= Gabriel Rzączyński =

Gabriel Rzączyński (6 July 1664 – 12 November 1737) was a Polish Jesuit, naturalist, geographer, and writer. He published several works in Latin on the natural history and folklore of Poland.

Rzączyński was born in Podlasie, from a family bearing the Ślepowron coat of arms, and joined the Jesuit order in 1682 and became a grammar teacher from 1687 at Lublin. In 1692 he taught theology at Kraków, still later rhetoric and philosophy at Toruń, Lublin and Poznań, and Łuck. After 1717 he became a prefect of Gdańsk schools and from 1721 rector at Ostrog. Following his wide travels he wrote on the curiosities of natural history in his Historia naturalis curiosa Regni Poloniae, Magni Ducatus Litvaniae, annexarumque provinciarum, in tractatus XX divisa (1721).
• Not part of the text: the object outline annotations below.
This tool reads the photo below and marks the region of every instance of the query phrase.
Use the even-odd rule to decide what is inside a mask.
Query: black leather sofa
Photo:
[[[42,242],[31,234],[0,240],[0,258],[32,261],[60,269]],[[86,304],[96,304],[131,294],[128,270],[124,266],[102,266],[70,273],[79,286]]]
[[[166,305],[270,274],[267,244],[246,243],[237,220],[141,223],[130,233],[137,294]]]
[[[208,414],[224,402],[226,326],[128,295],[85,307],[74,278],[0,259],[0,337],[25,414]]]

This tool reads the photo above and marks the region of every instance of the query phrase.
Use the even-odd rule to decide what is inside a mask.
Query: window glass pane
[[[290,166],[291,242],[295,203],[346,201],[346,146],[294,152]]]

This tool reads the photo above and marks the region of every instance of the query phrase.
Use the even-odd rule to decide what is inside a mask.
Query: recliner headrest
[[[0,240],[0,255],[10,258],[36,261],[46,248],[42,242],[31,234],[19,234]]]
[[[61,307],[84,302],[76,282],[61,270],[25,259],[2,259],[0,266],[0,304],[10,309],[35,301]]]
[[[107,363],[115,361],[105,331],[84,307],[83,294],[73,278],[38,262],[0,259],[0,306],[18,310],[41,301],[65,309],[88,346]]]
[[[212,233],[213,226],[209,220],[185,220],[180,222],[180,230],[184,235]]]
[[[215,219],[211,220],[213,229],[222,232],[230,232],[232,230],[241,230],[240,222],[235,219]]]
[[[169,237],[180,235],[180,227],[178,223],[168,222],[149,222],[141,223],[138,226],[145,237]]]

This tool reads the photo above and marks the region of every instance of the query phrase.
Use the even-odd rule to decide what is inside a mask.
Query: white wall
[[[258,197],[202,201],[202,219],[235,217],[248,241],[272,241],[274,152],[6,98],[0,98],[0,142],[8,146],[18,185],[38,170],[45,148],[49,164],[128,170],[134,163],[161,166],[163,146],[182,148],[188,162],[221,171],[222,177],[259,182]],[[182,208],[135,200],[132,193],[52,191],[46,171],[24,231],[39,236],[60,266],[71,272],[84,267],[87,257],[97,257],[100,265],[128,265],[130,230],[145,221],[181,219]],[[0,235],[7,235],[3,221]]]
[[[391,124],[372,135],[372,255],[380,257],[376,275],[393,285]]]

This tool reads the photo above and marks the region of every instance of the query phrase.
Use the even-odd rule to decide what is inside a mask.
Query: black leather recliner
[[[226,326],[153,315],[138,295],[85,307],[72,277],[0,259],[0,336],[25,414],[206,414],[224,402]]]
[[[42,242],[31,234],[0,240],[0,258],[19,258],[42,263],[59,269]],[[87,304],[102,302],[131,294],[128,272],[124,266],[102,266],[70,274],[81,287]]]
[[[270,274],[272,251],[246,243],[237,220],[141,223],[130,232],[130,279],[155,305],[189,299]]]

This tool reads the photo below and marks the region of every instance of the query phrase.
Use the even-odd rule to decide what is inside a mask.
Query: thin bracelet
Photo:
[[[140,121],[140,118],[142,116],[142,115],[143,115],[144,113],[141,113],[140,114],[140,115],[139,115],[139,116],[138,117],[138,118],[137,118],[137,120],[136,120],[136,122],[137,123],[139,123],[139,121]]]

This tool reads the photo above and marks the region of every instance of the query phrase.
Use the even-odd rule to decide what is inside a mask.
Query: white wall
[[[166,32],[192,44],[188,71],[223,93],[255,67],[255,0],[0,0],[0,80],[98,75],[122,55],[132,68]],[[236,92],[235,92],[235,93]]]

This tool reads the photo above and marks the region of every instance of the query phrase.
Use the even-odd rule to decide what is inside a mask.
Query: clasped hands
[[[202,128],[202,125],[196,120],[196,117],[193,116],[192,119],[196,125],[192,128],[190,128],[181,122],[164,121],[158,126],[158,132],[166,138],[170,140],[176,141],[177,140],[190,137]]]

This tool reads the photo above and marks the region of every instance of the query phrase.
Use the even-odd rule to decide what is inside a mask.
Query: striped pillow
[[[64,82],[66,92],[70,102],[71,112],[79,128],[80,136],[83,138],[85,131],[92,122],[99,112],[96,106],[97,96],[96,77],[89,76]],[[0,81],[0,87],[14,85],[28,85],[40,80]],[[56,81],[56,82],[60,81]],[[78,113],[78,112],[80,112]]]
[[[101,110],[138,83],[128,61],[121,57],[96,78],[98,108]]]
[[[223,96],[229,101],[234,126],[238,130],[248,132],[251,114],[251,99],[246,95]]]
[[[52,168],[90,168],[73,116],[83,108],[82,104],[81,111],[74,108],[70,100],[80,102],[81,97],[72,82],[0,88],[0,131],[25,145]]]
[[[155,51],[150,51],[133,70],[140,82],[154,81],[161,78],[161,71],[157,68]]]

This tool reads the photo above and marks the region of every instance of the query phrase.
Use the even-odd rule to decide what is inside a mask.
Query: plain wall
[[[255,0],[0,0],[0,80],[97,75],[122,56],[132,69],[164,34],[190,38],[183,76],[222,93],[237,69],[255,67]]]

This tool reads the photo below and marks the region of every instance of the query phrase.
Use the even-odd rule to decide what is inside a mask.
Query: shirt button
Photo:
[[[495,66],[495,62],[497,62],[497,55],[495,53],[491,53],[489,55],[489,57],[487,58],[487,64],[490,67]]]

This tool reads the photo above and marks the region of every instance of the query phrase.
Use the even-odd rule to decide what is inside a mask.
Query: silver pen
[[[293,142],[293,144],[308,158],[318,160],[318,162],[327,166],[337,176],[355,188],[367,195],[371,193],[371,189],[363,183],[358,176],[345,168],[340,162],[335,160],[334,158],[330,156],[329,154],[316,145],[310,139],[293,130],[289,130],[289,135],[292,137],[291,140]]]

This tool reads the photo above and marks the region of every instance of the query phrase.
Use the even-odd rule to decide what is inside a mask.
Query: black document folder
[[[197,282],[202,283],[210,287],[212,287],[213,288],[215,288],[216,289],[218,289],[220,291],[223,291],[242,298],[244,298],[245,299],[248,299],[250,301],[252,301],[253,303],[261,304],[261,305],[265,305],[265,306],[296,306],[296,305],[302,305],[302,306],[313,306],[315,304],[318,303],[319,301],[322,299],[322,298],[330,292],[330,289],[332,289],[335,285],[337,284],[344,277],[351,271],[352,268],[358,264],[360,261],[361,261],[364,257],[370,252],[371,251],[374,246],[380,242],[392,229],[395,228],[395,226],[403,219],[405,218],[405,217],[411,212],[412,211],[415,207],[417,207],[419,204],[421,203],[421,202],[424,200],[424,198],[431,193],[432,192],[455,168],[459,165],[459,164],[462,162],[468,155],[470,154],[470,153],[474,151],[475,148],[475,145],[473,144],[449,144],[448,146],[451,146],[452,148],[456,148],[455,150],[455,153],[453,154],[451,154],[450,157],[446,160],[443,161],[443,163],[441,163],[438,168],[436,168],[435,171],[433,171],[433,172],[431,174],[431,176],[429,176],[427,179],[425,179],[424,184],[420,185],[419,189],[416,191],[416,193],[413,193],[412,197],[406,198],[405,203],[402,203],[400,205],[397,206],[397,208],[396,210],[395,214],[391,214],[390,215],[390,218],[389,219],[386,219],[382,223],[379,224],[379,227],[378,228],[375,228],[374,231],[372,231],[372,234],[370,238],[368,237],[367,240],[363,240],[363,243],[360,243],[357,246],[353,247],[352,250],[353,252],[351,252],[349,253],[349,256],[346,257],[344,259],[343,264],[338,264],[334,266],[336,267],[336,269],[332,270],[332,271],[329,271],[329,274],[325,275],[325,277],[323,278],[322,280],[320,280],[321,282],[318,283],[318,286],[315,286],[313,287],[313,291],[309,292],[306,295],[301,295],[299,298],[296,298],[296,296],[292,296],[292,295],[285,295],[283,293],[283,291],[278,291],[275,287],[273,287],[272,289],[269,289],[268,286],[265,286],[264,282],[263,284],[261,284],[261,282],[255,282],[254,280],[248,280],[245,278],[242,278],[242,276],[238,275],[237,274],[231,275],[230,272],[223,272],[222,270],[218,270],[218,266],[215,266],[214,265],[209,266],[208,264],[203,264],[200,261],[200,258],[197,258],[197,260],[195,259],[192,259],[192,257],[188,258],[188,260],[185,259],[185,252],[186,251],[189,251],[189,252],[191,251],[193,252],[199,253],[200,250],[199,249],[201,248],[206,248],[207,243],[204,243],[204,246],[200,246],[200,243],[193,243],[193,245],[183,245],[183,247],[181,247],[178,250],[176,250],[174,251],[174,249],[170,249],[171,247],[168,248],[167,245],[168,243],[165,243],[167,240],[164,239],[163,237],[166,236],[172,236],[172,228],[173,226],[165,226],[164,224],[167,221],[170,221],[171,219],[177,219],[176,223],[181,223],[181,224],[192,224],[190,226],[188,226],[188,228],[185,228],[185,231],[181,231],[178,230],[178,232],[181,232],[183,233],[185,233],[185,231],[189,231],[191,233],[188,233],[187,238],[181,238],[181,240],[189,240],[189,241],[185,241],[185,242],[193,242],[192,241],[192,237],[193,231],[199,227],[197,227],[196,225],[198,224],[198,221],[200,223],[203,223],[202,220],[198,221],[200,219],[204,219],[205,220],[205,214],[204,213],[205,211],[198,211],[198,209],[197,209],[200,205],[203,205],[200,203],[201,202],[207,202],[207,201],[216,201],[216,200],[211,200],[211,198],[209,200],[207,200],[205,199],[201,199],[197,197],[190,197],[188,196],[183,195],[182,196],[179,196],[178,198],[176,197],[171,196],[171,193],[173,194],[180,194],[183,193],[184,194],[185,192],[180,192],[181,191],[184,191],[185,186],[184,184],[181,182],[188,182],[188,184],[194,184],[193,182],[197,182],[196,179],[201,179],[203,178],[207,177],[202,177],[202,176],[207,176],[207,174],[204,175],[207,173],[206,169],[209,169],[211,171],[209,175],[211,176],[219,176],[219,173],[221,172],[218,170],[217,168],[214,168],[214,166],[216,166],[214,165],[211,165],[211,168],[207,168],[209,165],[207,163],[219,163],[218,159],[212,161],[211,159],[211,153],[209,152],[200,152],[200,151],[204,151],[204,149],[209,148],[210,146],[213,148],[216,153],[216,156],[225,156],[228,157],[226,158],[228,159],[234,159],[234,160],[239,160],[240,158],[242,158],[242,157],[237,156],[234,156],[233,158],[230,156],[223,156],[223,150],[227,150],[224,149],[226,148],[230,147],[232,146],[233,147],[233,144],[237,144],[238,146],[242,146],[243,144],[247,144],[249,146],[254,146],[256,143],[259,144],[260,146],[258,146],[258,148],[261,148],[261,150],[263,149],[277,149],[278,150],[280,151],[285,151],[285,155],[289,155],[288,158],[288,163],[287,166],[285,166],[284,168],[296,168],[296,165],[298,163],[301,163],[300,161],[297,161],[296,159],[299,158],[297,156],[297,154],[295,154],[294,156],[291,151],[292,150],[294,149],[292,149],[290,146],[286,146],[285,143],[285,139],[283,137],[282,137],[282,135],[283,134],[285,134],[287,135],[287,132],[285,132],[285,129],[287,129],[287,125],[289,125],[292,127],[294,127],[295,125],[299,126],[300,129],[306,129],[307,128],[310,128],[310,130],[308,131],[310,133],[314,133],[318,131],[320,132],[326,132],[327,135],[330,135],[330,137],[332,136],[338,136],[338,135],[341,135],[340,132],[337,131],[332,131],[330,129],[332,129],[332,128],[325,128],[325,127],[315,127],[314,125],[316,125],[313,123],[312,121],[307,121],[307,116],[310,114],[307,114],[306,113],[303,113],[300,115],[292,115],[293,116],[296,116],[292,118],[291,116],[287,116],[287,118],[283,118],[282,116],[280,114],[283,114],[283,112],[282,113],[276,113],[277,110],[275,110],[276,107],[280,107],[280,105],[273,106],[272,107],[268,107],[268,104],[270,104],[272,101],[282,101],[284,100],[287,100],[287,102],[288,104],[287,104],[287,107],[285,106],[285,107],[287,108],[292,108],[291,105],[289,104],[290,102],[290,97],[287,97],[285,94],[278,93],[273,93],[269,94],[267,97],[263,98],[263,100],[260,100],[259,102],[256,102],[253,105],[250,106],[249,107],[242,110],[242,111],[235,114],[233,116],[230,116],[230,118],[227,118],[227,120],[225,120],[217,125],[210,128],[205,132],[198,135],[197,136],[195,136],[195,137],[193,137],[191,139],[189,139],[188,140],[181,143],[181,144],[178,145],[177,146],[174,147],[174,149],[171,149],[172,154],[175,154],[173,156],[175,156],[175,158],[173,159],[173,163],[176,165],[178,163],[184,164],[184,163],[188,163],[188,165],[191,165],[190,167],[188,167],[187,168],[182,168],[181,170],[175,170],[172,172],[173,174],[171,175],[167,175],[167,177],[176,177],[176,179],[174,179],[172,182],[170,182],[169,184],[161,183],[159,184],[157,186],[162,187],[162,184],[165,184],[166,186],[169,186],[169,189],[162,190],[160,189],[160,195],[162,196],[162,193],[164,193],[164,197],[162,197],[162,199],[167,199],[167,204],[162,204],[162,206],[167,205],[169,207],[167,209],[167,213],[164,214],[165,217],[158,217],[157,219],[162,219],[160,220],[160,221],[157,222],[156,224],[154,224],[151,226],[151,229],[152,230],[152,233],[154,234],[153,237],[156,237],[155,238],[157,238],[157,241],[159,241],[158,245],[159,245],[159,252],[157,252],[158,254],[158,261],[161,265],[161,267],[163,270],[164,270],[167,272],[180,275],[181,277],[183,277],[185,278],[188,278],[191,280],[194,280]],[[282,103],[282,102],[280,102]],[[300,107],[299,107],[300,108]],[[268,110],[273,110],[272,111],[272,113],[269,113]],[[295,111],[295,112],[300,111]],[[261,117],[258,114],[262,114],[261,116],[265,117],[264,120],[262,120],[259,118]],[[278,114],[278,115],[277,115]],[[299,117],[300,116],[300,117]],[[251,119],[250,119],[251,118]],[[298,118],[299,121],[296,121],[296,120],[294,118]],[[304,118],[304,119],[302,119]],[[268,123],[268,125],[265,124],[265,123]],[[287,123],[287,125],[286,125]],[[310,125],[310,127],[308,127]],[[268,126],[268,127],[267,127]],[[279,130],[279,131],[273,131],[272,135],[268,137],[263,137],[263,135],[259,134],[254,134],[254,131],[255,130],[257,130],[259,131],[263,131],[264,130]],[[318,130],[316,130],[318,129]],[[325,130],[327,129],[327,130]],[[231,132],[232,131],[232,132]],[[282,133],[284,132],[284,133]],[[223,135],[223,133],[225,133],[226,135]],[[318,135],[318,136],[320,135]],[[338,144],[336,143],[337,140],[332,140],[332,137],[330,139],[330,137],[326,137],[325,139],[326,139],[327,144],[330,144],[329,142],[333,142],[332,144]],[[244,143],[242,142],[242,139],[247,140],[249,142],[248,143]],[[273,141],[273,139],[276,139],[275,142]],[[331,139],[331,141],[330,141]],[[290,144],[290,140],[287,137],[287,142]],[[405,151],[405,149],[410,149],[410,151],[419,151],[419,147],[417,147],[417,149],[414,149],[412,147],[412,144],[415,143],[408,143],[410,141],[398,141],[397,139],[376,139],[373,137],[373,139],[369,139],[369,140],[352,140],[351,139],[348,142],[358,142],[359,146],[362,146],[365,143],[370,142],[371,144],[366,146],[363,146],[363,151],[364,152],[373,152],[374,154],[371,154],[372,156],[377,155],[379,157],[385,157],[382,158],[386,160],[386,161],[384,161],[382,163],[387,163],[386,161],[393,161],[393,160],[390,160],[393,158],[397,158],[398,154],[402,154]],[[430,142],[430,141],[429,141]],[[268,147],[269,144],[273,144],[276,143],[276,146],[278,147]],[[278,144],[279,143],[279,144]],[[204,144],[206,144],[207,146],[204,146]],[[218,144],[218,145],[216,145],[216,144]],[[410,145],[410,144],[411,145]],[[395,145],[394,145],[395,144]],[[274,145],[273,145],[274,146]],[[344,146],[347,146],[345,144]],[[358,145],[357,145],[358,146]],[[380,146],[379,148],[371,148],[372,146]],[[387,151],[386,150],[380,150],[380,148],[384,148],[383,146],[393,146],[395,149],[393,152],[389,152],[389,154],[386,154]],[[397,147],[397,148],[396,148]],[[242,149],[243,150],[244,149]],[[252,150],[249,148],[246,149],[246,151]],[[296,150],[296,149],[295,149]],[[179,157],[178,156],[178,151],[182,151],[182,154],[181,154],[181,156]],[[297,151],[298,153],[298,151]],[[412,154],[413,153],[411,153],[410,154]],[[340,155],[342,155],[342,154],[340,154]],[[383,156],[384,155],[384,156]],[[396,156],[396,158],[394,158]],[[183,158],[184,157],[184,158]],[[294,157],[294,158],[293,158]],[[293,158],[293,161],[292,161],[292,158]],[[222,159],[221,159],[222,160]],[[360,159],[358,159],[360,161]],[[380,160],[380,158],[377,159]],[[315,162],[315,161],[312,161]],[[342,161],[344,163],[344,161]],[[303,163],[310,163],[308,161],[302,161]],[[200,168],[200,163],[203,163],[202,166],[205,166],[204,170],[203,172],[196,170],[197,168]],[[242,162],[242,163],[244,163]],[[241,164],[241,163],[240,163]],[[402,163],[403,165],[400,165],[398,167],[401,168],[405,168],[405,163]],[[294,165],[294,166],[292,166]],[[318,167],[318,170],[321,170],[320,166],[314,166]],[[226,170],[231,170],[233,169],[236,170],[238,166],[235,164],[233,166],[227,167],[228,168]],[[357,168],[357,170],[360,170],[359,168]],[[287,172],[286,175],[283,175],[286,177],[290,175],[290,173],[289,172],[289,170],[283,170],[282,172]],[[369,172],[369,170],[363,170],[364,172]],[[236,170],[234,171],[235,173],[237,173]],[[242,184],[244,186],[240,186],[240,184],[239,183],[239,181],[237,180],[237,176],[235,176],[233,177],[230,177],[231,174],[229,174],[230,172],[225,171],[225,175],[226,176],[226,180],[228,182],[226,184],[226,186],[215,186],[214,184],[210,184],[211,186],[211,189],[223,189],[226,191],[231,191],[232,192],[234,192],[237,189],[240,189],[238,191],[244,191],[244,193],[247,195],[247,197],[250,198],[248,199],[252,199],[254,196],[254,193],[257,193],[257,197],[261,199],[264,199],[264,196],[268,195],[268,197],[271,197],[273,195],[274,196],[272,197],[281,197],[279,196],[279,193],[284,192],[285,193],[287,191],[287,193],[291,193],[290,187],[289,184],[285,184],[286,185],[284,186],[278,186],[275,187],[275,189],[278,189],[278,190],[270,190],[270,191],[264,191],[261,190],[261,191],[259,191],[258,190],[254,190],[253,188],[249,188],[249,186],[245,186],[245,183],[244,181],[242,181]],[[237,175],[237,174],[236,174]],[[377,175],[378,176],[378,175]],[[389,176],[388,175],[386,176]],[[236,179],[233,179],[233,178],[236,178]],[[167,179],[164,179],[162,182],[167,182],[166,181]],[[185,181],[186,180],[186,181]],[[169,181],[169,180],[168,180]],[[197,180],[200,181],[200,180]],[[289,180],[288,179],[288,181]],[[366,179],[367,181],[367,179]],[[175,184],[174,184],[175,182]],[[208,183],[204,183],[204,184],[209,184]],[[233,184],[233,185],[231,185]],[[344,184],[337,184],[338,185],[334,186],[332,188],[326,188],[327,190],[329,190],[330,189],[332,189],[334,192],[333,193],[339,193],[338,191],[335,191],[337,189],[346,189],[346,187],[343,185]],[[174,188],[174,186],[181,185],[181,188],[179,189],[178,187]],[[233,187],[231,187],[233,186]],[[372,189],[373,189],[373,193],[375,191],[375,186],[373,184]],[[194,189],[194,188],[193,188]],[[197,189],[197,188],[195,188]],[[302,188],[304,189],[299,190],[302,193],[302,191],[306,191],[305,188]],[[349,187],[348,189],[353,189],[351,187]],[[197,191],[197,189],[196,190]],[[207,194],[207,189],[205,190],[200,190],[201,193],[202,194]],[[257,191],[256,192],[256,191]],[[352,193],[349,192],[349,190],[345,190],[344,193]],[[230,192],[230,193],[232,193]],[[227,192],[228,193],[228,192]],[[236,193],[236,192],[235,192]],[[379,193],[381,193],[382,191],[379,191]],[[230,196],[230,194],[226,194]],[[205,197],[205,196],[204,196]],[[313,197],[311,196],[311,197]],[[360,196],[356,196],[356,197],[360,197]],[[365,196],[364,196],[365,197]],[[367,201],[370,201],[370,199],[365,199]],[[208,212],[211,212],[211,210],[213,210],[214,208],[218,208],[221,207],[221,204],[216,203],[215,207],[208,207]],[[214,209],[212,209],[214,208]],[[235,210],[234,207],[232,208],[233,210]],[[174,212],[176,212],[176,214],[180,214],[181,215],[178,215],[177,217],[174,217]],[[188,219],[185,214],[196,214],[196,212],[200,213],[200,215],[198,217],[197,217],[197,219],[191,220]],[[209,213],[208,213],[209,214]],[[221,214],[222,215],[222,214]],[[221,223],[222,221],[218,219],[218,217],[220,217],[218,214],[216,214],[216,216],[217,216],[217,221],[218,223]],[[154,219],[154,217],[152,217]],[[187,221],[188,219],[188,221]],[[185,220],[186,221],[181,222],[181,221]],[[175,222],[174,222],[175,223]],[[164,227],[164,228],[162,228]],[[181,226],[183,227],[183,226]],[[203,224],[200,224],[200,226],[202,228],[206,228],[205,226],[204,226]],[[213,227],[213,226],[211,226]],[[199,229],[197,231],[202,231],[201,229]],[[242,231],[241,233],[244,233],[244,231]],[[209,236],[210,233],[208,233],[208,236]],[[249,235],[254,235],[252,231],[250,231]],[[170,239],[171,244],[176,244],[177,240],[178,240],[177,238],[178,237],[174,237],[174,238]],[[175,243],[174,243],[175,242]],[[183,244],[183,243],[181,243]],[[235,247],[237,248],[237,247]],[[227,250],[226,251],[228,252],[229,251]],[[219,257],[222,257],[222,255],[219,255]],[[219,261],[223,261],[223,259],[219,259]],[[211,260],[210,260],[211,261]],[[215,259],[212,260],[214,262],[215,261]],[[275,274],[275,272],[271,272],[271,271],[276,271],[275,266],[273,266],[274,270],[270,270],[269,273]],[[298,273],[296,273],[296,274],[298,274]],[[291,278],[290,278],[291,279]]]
In 1745 was published posthumously his Auctuarium [sic] historiae naturalis curiosae Regni Poloniae, Magni Ducatus Lithvaniae, annexarumque provinciarum, concinnatum. Aside from fauna, flora and geography, he wrote on contemporary myths and beliefs. In his 1721 work, he included descriptions of beliefs in vampires and walking corpses.

Since the late 1710s, Rzączyński collaborated with naturalists from Gdańsk (Germ. Danzig) - Johann Philipp Breyne and Jacob Theodor Klein - providing them, among other things, with natural specimens from the eastern territories of the Polish-Lithuanian Commonwealth.